62. Internationale Filmfestspiele Berlin – Berlinale 2012
Überleben im System
„Barbara“ (Christian Petzold, D 2012)
Barbara Wolff (Nina Hoss) steht unter Beobachtung: Die Ärztin wurde von der Berliner Charité an ein Provinzkrankenhaus an der Ostseeküste zwangsversetzt. Der Ausreiseantrag, den die engagierte Ärztin an die DDR-Behörden gestellt hat, ist im Jahre 1980 Grund genug für berufliche Restriktionen und fortgesetzte Observierungen inklusive regelmäßiger Wohnungsdurchsuchung und demütigender Körpervisite. Barbara hält sich von den neuen Kollegen fern, die Annäherungsversuche des sympathischen Chefarztes André (Ronald Zehfeld) wehrt sie sarkastisch ab. Zu tief sitzt das Misstrauen und zu wahrscheinlich ist, dass auch André sie observiert.

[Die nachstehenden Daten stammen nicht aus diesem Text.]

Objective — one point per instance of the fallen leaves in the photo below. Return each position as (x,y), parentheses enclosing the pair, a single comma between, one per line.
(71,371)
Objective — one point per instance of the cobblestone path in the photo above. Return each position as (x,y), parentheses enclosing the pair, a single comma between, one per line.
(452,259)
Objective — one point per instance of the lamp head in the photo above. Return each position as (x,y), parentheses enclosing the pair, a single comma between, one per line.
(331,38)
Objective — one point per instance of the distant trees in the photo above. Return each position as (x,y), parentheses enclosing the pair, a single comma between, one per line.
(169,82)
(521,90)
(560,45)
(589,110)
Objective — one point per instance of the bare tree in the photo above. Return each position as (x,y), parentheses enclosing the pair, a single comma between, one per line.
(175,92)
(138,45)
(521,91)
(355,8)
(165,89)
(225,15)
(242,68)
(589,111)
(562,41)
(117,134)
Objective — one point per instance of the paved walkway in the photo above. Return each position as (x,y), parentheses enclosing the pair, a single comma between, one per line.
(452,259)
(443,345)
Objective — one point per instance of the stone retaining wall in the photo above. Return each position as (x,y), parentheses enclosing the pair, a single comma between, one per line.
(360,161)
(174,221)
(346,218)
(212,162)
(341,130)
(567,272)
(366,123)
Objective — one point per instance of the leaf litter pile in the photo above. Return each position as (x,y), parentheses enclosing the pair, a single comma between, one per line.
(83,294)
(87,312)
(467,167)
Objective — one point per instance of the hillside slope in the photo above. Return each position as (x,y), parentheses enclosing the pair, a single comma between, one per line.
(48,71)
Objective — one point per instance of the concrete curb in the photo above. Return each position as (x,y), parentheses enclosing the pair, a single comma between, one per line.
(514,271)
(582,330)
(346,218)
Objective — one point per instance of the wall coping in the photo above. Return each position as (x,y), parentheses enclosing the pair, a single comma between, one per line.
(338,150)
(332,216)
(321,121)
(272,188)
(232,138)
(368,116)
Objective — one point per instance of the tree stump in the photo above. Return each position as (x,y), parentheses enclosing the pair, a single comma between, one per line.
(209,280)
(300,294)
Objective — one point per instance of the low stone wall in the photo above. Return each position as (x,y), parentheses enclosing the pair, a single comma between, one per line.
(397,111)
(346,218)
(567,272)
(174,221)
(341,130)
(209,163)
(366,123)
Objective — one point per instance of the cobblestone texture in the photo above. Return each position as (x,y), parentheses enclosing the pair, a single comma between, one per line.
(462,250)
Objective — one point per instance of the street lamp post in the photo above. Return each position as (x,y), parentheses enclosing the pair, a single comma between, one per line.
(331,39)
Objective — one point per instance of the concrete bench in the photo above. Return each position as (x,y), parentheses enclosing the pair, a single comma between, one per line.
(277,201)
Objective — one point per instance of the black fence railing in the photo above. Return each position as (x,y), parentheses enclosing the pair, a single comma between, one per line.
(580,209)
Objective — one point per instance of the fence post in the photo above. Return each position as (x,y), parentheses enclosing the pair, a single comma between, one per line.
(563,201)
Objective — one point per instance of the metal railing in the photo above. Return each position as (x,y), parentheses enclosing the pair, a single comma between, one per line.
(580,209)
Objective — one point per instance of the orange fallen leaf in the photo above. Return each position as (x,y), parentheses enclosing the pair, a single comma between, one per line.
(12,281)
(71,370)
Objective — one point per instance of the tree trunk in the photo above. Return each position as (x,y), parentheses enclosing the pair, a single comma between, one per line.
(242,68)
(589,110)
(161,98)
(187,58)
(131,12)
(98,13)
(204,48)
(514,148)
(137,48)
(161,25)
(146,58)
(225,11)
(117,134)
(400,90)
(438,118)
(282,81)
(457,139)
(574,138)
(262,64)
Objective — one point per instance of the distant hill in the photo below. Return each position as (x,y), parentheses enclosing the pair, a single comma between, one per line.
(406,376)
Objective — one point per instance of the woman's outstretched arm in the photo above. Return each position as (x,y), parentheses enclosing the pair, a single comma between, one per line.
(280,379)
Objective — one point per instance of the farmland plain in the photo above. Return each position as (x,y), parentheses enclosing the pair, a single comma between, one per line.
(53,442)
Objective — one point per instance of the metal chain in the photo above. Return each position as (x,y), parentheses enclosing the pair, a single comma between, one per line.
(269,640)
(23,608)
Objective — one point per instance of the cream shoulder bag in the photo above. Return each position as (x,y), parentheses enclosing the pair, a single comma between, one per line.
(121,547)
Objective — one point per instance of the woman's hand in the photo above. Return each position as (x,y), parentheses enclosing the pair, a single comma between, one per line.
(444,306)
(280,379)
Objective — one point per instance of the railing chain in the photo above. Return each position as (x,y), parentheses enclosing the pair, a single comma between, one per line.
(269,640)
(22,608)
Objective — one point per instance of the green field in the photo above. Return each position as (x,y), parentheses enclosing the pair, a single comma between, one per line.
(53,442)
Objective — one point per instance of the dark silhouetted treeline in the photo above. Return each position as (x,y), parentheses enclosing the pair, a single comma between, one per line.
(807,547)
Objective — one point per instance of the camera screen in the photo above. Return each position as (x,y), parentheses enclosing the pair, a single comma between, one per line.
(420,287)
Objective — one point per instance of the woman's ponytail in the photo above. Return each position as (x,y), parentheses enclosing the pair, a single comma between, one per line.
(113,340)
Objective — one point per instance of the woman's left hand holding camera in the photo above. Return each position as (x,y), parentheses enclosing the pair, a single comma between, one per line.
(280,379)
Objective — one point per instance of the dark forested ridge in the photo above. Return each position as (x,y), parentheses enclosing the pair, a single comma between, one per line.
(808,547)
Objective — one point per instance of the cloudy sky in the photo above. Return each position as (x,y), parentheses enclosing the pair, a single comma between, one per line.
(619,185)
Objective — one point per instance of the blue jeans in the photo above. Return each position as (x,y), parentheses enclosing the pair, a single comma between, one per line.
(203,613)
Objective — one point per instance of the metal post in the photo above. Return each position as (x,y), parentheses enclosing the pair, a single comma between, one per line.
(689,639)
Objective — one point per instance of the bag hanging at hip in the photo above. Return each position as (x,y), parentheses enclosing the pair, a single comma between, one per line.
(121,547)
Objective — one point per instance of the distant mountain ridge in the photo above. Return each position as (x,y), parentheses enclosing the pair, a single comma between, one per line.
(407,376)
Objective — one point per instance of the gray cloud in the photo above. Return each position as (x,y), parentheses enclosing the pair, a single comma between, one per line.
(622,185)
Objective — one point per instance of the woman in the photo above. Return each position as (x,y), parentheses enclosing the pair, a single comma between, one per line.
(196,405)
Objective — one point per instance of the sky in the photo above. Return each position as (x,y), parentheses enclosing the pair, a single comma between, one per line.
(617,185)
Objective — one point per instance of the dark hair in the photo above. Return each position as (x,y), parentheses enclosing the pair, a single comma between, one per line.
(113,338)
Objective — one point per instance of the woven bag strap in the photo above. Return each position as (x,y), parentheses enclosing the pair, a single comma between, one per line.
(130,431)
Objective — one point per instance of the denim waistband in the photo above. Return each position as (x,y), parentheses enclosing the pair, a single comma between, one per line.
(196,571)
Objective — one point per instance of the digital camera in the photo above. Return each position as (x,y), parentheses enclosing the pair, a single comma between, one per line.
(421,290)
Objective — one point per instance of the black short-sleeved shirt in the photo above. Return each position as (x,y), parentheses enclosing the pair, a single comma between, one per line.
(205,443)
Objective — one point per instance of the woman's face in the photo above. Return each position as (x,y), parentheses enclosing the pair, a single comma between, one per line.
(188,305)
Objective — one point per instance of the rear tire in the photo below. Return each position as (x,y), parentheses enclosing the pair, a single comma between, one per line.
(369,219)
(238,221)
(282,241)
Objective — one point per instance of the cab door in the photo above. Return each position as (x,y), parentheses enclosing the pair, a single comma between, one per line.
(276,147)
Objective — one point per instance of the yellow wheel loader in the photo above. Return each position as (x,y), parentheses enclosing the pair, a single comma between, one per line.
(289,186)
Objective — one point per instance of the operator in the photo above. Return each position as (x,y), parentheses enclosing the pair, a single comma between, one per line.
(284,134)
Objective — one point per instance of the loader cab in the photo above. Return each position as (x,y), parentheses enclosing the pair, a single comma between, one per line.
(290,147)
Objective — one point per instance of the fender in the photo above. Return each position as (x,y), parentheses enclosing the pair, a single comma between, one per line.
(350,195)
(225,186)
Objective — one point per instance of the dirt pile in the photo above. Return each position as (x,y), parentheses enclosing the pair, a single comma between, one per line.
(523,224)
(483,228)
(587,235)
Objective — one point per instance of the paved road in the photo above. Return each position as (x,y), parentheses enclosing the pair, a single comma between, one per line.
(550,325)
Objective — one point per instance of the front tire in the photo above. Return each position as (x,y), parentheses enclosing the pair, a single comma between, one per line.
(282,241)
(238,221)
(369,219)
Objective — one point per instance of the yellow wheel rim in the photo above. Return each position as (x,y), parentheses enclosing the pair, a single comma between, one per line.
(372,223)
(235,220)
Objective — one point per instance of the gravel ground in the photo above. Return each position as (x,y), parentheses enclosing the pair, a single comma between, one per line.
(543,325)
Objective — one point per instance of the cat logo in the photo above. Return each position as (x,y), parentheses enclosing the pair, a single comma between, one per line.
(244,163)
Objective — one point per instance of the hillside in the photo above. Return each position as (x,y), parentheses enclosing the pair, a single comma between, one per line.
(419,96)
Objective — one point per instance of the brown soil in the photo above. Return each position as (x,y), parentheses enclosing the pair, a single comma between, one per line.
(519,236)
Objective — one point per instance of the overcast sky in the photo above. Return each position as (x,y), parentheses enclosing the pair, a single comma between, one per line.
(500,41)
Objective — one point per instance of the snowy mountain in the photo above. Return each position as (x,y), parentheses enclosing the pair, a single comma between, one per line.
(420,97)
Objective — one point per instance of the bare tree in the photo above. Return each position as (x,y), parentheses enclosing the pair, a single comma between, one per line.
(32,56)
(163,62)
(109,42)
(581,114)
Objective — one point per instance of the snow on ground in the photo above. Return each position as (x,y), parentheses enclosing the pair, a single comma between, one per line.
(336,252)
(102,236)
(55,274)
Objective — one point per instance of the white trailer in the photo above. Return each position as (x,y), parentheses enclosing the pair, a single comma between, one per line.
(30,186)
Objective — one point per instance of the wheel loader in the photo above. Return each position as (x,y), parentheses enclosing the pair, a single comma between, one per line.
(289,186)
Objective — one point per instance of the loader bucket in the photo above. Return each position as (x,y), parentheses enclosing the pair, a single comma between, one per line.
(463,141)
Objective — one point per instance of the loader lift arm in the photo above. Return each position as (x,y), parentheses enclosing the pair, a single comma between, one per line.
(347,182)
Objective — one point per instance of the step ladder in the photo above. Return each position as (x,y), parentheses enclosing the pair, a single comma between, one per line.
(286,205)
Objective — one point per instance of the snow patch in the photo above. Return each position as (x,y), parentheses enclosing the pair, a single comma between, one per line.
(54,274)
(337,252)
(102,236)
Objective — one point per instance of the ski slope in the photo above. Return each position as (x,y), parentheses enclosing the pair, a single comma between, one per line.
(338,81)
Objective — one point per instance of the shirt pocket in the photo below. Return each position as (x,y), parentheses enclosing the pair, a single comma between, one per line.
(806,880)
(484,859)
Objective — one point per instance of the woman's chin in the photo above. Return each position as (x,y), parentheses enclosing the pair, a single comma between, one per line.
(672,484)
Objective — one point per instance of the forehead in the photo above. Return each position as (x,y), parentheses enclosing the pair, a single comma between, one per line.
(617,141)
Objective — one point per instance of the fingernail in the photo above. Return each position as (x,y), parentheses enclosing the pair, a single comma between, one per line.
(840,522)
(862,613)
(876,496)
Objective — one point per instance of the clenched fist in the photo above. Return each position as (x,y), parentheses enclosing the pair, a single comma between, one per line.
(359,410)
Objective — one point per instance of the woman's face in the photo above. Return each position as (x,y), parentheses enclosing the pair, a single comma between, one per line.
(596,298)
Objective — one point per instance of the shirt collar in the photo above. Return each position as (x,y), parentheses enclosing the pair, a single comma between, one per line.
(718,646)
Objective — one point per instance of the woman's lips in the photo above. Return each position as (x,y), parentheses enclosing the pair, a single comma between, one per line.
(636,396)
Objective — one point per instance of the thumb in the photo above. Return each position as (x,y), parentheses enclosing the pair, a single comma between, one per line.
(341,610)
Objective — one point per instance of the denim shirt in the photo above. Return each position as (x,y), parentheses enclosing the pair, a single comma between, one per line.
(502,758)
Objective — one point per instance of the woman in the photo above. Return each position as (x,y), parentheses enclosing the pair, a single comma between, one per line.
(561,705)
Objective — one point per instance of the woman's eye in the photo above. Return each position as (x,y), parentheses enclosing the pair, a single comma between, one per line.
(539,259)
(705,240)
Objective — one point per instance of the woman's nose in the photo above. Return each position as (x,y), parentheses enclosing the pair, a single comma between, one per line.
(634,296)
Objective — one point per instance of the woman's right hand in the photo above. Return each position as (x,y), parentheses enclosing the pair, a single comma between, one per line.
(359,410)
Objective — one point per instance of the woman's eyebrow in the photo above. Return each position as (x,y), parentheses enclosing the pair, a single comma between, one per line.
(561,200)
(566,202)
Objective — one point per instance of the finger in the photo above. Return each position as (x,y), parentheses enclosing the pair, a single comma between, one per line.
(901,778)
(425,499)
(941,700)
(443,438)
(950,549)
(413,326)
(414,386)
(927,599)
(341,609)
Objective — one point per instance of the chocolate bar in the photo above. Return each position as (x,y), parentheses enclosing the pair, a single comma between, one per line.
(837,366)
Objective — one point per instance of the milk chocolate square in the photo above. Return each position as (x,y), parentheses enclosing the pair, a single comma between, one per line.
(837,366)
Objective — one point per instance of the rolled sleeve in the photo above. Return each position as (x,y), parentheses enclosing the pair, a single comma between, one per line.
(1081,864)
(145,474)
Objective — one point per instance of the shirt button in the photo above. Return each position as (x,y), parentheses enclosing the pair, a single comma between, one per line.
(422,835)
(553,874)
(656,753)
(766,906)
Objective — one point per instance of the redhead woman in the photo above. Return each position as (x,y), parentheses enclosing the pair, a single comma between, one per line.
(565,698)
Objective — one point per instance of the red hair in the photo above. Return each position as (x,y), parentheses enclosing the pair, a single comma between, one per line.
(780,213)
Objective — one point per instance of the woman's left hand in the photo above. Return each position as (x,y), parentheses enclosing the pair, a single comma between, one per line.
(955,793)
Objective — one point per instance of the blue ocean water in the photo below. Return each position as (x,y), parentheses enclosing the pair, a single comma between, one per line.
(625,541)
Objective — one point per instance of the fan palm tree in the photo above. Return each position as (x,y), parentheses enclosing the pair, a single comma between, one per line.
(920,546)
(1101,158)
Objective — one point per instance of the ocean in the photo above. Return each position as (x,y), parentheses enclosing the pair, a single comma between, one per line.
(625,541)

Eine menschliche Ausnahmesituation, wenn auch sicher keine Ausnahme im DDR-Regime. Der Mensch unter ständiger, missgünstiger Beobachtung. Jede kritische Äußerung, jeder Regelverstoß hat existenzielle Konsequenzen. Der Einzelne im Ringen mit dem erdrückenden, starren System. Eine Konstellation, die Christian Petzold schon mehrfach untersucht hat, am augenscheinlichsten in „Die innere Sicherheit“ (D 2000). Welche Überlebensstrategien entwickelt der Mensch in der Isolation, was lässt ihn weitermachen? In Barbaras Fall ist es Ihre Arbeit, ihr Engagement für Stella, ein junges Mädchen, das schon mehrfach aus einem „Werkhof“ für schwer erziehbare Jugendliche entkommen ist und nun nach tagelanger Flucht mit einer Zecken-infizierten Hirnhautentzündung intensiv behandelt werden muss. Barbara liest ihr aus Mark Twains „Huckleberry Finn“ vor, einer Geschichte von ungebremstem Freiheitsdrang, auf Leben und Tod. Wie Stella auch hält Barbara es nicht mehr in ihrem „Werkhof DDR“ aus. Die Vorbereitung zur Republikflucht mit finanzieller Hilfe ihres West-Lovers ist ihre Perspektive für ein Leben in Freiheit.
Doch was macht Freiheit aus? Petzold interessieren Ideologien ebenso wenig wie eine Verteufelung der DDR als Hort ausschließlicher Trostlosigkeit. Seine Barbara ist nicht an dem vermeintlichen Glanz und Glamour interessiert, den ein verheißungsvoller Quelle-Katalog aus dem Westen transportiert. Die selbstbewusste Frau stockt, als ihr Liebhaber ihr versichert, im Westen müsse sie nicht mehr arbeiten, weil er genug für beide verdiene. Der Tausch einer Unfreiheit gegen eine andere ist für eine Frau wie Barbara keine Alternative.
Bären-verdächtig: Nina Hoss als Barbara (Foto: Christian Schulz)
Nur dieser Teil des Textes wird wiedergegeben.